— Ох уж эти женщины! Вместо того чтобы быть сладкими самим, они почему-то ищут эту сладость на стороне. Они сами себя ни черта не знают и не понимают. Вот что ты про себя и про них знаешь?
— Знаю, что они любят.
— Кого любят?
— Да не кого, а что.
— Вот именно что все эти чувства к предметам любви в один прекрасный момент становятся беспредметными. Они не могут понять, что их счастье не может зависеть от других.
— Значит, мы не можем понять своего счастья?
— Да, выходит, не можете. Если вам кажется, что счастье может зависеть от других, то вам показалось, это не счастье.
— Не счастье или несчастье? Я имею в виду слитно или раздельно? — проснулся в ней филологический инстинкт.
— Да какая разница! Кому-то надо раздельно, чтобы быть счастливым, кому-то вместе — чтобы несчастным.

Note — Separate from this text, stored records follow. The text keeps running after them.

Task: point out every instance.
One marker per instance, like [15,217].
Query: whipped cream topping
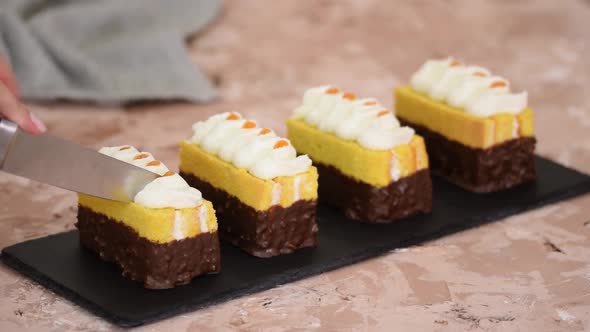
[168,191]
[471,88]
[241,142]
[362,120]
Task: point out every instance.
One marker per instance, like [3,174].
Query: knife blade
[63,164]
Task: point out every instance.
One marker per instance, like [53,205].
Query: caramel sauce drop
[280,144]
[264,131]
[455,63]
[333,90]
[498,84]
[349,96]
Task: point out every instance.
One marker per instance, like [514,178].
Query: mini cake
[265,195]
[167,236]
[478,133]
[369,166]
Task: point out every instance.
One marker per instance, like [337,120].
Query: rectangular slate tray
[60,264]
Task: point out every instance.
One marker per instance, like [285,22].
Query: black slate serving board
[60,264]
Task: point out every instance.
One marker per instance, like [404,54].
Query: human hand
[10,106]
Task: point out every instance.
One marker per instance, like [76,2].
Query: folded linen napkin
[106,51]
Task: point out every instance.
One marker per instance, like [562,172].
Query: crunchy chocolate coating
[361,201]
[499,167]
[276,231]
[157,265]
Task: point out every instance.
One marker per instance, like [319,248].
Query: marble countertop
[529,272]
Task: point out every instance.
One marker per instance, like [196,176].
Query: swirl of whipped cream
[471,88]
[244,144]
[362,120]
[168,191]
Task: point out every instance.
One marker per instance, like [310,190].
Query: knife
[63,164]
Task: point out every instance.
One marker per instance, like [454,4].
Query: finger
[12,109]
[7,77]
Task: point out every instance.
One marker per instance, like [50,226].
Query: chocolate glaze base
[496,168]
[275,231]
[157,265]
[361,201]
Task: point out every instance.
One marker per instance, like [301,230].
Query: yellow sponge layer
[365,165]
[457,125]
[251,190]
[156,225]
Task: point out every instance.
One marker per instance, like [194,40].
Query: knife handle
[8,132]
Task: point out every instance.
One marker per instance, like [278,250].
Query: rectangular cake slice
[479,135]
[265,195]
[369,167]
[165,238]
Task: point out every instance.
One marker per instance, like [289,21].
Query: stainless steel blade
[54,161]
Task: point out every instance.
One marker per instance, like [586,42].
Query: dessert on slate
[369,167]
[478,133]
[167,236]
[264,194]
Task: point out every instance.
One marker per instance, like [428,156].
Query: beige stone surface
[530,272]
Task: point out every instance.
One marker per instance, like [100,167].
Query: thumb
[13,110]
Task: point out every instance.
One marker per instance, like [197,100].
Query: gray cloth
[106,51]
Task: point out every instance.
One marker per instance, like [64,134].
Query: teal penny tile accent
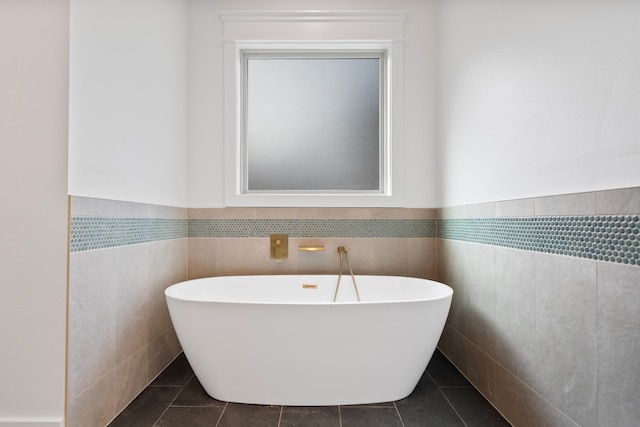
[603,238]
[90,233]
[373,228]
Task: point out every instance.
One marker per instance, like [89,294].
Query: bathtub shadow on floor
[443,397]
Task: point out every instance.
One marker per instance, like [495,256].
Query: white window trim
[332,31]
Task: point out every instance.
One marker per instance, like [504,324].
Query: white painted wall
[538,98]
[34,39]
[206,86]
[128,100]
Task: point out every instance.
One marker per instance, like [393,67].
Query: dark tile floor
[442,398]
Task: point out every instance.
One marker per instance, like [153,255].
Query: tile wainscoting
[544,319]
[120,333]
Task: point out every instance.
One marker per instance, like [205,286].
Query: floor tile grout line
[448,401]
[222,413]
[172,400]
[398,413]
[280,417]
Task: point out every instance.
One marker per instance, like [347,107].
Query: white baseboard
[14,422]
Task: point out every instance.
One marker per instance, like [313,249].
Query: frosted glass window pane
[313,124]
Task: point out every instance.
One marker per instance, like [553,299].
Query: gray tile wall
[549,337]
[120,333]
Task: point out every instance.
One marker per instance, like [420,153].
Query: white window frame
[245,38]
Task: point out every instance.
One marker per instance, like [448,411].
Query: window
[314,122]
[313,108]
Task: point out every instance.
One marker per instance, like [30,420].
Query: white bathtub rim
[443,291]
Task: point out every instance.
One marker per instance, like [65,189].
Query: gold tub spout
[311,249]
[279,247]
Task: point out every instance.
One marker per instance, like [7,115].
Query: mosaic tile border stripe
[604,238]
[90,233]
[364,228]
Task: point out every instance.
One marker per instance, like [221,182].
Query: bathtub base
[309,354]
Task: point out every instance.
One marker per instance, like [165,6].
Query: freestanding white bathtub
[281,340]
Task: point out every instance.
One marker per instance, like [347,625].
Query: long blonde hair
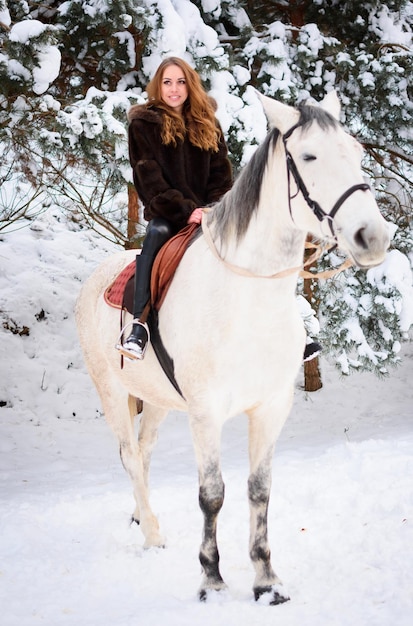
[198,114]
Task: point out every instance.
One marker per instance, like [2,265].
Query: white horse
[230,321]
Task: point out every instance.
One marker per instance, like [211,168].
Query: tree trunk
[312,374]
[312,378]
[133,217]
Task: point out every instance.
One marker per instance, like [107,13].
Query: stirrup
[132,352]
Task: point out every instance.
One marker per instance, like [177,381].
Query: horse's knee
[211,498]
[259,485]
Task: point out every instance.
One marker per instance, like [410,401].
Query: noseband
[314,206]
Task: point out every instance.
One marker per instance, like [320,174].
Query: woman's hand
[196,216]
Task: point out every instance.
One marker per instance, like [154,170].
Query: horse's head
[327,194]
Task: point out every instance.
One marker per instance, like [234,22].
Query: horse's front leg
[206,440]
[263,433]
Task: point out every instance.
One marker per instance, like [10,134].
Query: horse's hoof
[212,593]
[270,595]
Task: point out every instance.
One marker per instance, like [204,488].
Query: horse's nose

— Какая жестокая у тебя формула любви.
— Дикая.
— Надеюсь, ты до вечера не одичаешь. Я пошла, — выскочило из кровати ее стройное тело и скрылось за дверью.
Кофе
Я смотрю на котлету. Она лежит голая, загорает под солнцем кухни:
— Это говядина? — спросил я Фортуну, пережевывая второй кусок мяса.
— Да, ты хотел свинину? — переживала по-своему Фортуна.
— Нет, я просто представил, как корова заходит ко мне в голову, в темноту, в рот, как в незнакомый сарай. Она боится этих оральных лабиринтов, идет на ощупь, а кругом только мясорубки челюстей, готовые в любой момент оттяпать ее плоть. В страхе одна ее нога проваливается между зубов, корова тянет ее изо всех сил и отрывает, уже без нее дальше движется медленно по пищеводу, как по пещере, ищет выход. Того гляди замычит.
— Может, тебе действительно надо стихи писать или сказки? Я смотрю, ты сегодня совсем без аппетита? Завари тогда кофе. У тебя хорошо получается.
Я любил варить кофе, его терпкий и ароматный запах успокаивает и настраивает мысли, как камертон. Кофе создает вокруг тебя маленький уютный Париж, по которому ты можешь бродить с сигаретой, с девушкой, с женой и, глядя в небо, штопать душевные раны Эйфелевой иголкой.
Холодная вода, кофе, немного корицы, половина чайной ложки сахара, щепотка соли. Краем глаза я замечаю, как пенка весело устремляется вверх. Главное — не упустить момент.
— Хочется завернуться в этот аромат, — убрала со стола тарелки Фортуна. Я разлил кофе в чашки.
— Может, ты тоже сядешь? — взяла в руки фарфор жена.
— Сейчас, только закурю!
— Это ее прибьет окончательно.
— Кого?
— Твою корову. Кстати, курить после еды вредно, — вот так маленькими глотками жена убивает кофе и меня. Женщины убивают глоточками.
— Я все еще ощущаю ее ногу меж зубов, плотно засела, и это начинает их беспокоить, а меня нервировать, — затягиваюсь снова и пытаюсь вызволить мясо кончиком языка. Однако тщетно, нужны подручные инструменты.
— Только не надо пальцами, ты же не стоматолог.
— А где у нас ниточка для зубов?
— Нитка в ванной перед зеркалом на полочке, — целуясь со своей чашкой, отпустила меня жена.
Салат «Цезарь»
— Снова в моей рубашке.
— Хоть чем-то покрыть недостаток твоего отсутствия.
— Неужели так нравится?
— В ней ты ближе. Будто укрываюсь объятиями.
— Я всегда говорил, ты женщина необыкновенная, не только ушами, любишь, еще и кожей.